Our guards offered us the opportunity to write letters to our ‘loved ones’. This wasn’t a special dispensation: it was clear that there was a protocol, agreed procedures, for occasions such as this. Agreed procedures for the worst thing that could ever happen to a person. In my case ‘loved ones’ meant my parents, and I decided I didn’t want to write to them, because I had nothing to say. Hifa talked me out of that. I put down some platitudes about being sorry, even though I wasn’t. I said I loved them, even though I didn’t, at least not in that moment. But I felt better for having written the letter.
We stayed in that new barracks for several days and one by one were brought to the medical centre and put under general anaesthetic while we had our chips removed. No biometric ID, no life. Not in this country. No turning back … After the operation we were held in recovery for a day, then returned to barracks. I could feel an itch deep in my arm where the chip had been and when I asked the others said they had the same feeling. A phantom chip. On the sixth afternoon, Hughes and Hifa and I were called and taken to another lorry; we’d have said goodbye to Yos and the other Defenders, if we’d known that was the last time we’d see them. From the angle of the light through the side of the vehicle I got the impression that we were heading south. We were driven until it was dark. Another barracks, but this time we were there hardly any time at all, an hour at most, before some Guards came into the room. From the look on their faces I could see this was what the Help had called kuishia : the ending. They seemed sad rather than angry; also implacable. We were taken down a series of concrete tunnels and then suddenly were out in the open air, and a Guard ship was waiting, with a lifeboat tied to the side. As soon as I saw it I realised it was going to be ours. We were led across a gangway to the ship. The Guard captain was waiting for us and he, weirdly or generously, I’m still not sure which, maybe both, saluted us and shook our hands. The ship cast off and we headed out to sea and we were led downstairs to a small unfurnished cabin and the door was locked behind us.

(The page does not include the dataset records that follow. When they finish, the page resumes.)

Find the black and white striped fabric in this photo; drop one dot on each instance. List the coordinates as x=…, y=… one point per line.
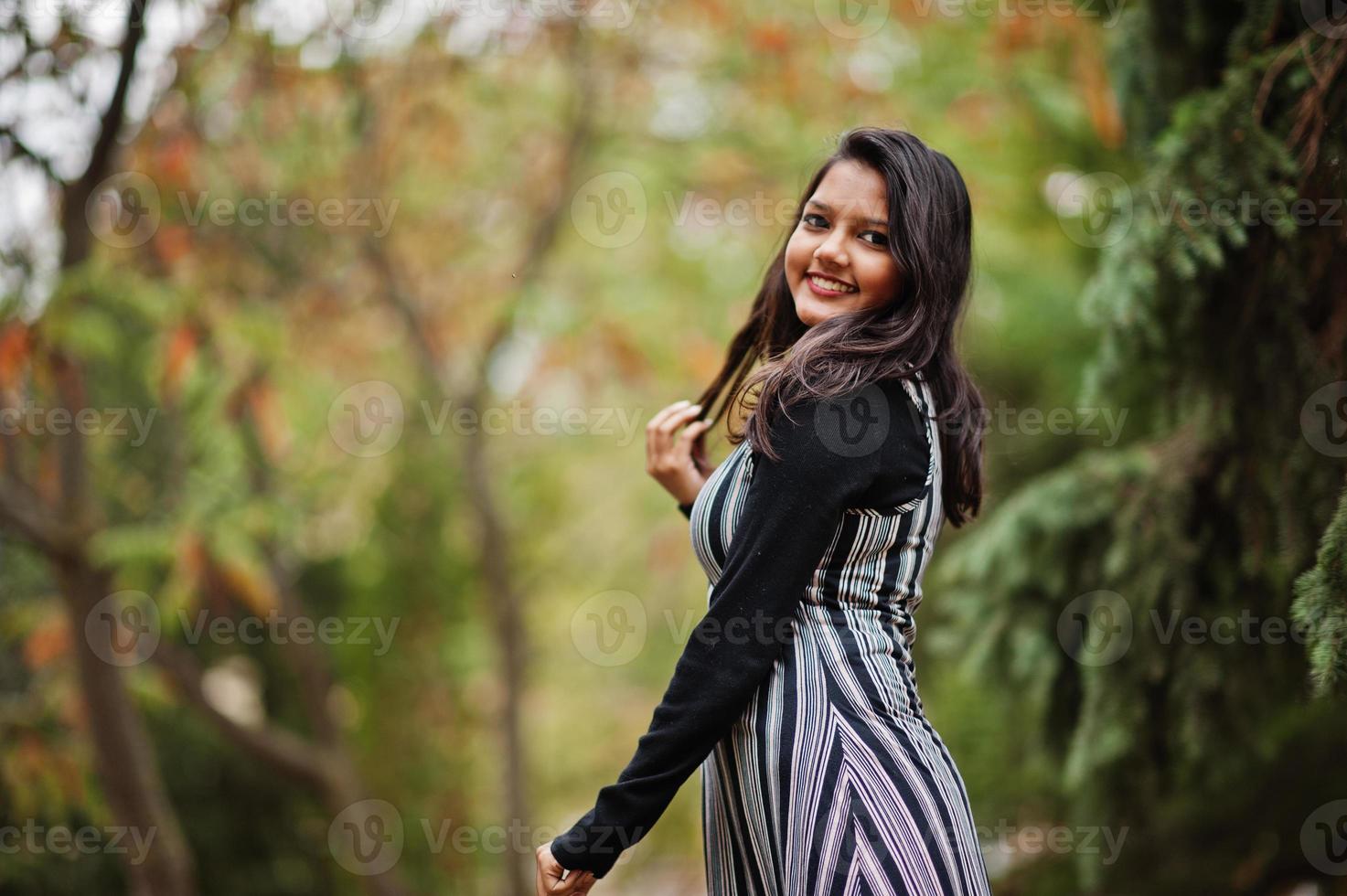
x=833, y=781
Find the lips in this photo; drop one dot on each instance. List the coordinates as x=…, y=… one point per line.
x=830, y=283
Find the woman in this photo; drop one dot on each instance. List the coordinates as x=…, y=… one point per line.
x=796, y=694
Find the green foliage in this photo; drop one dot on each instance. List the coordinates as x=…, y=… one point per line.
x=1321, y=603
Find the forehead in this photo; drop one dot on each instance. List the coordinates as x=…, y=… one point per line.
x=850, y=189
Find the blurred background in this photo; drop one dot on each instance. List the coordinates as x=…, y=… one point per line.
x=327, y=340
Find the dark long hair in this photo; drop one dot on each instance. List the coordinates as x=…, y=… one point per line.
x=931, y=240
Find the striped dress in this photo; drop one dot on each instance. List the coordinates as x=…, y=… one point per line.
x=795, y=694
x=833, y=781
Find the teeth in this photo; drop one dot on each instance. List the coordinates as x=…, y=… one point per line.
x=831, y=284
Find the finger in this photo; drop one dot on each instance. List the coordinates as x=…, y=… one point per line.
x=566, y=887
x=678, y=420
x=654, y=432
x=663, y=412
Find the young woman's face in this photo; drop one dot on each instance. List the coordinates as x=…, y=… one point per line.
x=838, y=258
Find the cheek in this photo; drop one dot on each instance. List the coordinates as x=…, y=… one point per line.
x=796, y=253
x=882, y=278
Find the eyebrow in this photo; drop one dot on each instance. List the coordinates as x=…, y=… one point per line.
x=829, y=208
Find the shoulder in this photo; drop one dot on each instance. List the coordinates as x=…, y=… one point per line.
x=845, y=438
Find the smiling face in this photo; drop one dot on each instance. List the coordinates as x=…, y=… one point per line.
x=838, y=256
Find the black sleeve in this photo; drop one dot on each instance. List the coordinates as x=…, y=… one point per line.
x=789, y=517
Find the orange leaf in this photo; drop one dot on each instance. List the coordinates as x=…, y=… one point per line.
x=46, y=643
x=179, y=352
x=14, y=350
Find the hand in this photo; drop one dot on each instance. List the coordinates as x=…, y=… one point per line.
x=678, y=463
x=550, y=876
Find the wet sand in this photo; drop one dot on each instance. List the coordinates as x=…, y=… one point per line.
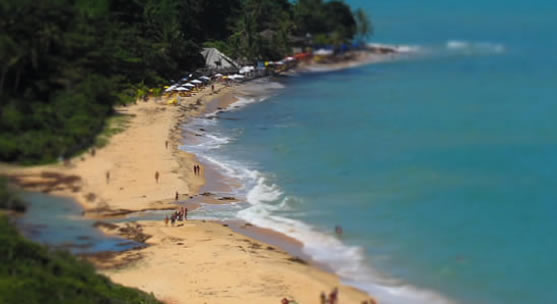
x=195, y=261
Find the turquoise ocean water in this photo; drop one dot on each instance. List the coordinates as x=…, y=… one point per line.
x=441, y=169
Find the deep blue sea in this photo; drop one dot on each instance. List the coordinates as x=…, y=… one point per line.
x=441, y=168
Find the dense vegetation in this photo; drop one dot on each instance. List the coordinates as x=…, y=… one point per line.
x=31, y=273
x=10, y=199
x=66, y=63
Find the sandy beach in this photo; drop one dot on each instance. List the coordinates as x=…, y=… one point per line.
x=195, y=261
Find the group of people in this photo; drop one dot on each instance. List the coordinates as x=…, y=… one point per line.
x=196, y=169
x=178, y=215
x=332, y=299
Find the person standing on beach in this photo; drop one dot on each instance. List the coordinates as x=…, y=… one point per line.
x=333, y=296
x=323, y=298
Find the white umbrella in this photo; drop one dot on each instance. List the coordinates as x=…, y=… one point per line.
x=172, y=87
x=246, y=69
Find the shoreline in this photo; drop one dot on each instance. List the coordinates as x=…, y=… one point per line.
x=192, y=107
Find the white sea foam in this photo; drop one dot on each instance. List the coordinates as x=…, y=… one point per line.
x=349, y=262
x=474, y=47
x=400, y=48
x=268, y=207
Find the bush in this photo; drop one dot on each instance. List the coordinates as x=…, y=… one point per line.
x=32, y=273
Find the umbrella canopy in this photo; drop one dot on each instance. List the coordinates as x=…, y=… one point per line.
x=246, y=69
x=171, y=88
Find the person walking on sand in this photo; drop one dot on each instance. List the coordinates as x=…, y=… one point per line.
x=333, y=296
x=323, y=298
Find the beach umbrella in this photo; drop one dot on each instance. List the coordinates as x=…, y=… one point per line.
x=172, y=87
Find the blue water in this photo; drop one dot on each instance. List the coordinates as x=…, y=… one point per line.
x=58, y=222
x=441, y=169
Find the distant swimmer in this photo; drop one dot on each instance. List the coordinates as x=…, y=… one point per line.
x=338, y=230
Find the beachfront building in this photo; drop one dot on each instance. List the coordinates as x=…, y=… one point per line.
x=217, y=61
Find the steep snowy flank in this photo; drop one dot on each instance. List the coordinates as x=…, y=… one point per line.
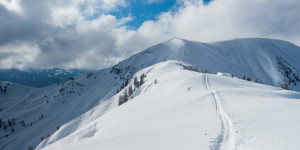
x=270, y=61
x=180, y=109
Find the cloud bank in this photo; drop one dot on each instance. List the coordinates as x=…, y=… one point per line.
x=83, y=34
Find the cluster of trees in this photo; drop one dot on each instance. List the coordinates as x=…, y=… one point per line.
x=3, y=90
x=10, y=123
x=128, y=92
x=287, y=71
x=249, y=79
x=286, y=85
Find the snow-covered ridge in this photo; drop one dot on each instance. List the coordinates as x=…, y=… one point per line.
x=189, y=109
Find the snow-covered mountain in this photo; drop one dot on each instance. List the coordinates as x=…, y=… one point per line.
x=182, y=103
x=38, y=77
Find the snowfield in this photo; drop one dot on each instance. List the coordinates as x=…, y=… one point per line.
x=192, y=110
x=193, y=98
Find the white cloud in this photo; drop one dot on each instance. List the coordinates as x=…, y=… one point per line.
x=12, y=5
x=18, y=55
x=61, y=35
x=227, y=19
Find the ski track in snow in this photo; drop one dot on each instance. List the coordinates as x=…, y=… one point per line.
x=225, y=140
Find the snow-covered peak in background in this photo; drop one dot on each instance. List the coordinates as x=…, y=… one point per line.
x=38, y=77
x=67, y=111
x=270, y=61
x=183, y=109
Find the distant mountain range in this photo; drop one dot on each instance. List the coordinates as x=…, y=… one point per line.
x=38, y=77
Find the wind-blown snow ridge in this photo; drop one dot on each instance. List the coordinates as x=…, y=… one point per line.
x=226, y=141
x=178, y=112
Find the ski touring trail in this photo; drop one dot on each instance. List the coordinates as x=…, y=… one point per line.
x=225, y=140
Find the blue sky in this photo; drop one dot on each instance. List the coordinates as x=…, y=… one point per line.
x=94, y=34
x=144, y=10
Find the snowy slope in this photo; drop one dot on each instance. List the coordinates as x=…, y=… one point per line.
x=190, y=110
x=271, y=61
x=75, y=103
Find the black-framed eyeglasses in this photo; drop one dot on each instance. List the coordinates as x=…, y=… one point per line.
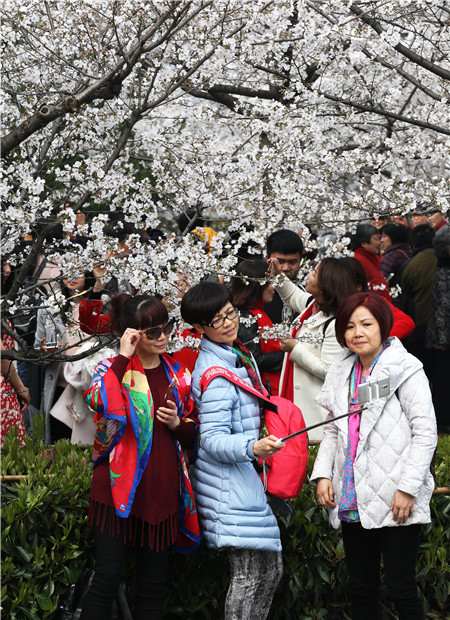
x=230, y=315
x=153, y=333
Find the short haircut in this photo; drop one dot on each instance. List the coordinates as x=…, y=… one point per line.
x=138, y=312
x=284, y=241
x=441, y=242
x=422, y=235
x=203, y=301
x=335, y=282
x=363, y=234
x=247, y=293
x=397, y=233
x=378, y=306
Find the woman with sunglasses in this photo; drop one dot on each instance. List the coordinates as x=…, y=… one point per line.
x=232, y=505
x=141, y=492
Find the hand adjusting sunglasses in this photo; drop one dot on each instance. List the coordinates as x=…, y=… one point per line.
x=153, y=333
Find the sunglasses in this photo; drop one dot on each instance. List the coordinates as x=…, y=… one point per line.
x=153, y=333
x=219, y=321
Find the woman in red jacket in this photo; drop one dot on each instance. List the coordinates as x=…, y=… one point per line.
x=141, y=493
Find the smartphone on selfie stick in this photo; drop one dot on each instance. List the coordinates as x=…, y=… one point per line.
x=367, y=393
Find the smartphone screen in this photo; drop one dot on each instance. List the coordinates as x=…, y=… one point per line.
x=170, y=391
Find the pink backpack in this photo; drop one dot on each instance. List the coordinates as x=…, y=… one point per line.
x=284, y=473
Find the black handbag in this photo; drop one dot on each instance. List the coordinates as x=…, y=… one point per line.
x=72, y=602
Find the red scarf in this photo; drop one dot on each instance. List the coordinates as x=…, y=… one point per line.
x=287, y=389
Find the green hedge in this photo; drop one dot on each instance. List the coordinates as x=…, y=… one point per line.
x=46, y=544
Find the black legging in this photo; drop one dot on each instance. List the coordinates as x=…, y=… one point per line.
x=363, y=550
x=151, y=572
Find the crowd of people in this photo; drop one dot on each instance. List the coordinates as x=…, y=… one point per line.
x=174, y=463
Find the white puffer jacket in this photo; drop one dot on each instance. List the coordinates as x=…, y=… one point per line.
x=316, y=350
x=396, y=443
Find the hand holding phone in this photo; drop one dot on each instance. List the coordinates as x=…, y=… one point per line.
x=170, y=391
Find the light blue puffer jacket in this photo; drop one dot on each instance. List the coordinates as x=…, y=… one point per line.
x=230, y=497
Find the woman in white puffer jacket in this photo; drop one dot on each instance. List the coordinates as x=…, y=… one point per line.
x=373, y=468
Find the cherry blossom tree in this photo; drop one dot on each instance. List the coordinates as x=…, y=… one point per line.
x=256, y=115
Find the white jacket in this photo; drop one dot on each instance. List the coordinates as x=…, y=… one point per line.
x=315, y=352
x=396, y=443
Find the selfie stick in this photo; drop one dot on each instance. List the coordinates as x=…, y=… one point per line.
x=309, y=428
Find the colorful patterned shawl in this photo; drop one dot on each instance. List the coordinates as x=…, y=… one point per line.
x=125, y=415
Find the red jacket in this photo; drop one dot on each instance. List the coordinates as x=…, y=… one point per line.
x=370, y=262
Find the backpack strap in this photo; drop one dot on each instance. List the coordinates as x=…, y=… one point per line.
x=218, y=371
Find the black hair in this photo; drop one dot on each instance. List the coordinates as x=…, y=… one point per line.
x=203, y=301
x=138, y=312
x=422, y=235
x=247, y=294
x=335, y=282
x=284, y=241
x=89, y=282
x=363, y=234
x=397, y=233
x=441, y=242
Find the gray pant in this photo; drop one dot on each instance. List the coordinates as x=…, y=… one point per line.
x=255, y=575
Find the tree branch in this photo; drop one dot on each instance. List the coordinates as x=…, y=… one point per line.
x=402, y=49
x=107, y=87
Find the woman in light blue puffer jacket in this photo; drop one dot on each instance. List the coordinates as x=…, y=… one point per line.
x=230, y=497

Up to that point my despair had left me numb to other feelings. Despair, grief, numbness, blankness. But not much else. I felt there was nothing I could do, and as a corollary (maybe) that there was therefore nothing else that it was necessary to feel. Everything that happened had been inevitable. Now and for the first time, I felt afraid, very very afraid. The boat would be lowered into the water and we would be lost, with the same complete lack of agency we had had ever since the night of the attack. The feeling that I had been relying on to keep me numb – that there was nothing I could do – suddenly became a source of overmastering fear. There’s nothing you can do. That thought can be a comfort, or it can be a terror. Panic, the need to flee, the impossibility of fleeing, the desperate need to escape combined with the certainty that you can’t escape, the sense that you are going to die of dread right there in that moment. My heart was beating fast and erratically. There was no air in the cabin. The lights had been turned up and were flickering. I was frying in my clothes, where I’d felt cold only seconds before. Hifa saw me freaking out and put a hand on my arm. I flinched, as if I’d had an electric shock, then thought, why am I flinching, and that new idea was just enough, turned my attention just enough, to allow me to start slowing down.
‘It’s OK,’ said Hifa, which was so not true it was a help. She wasn’t looking at her best, pale and shaky, which turned out to be the start of her seasickness.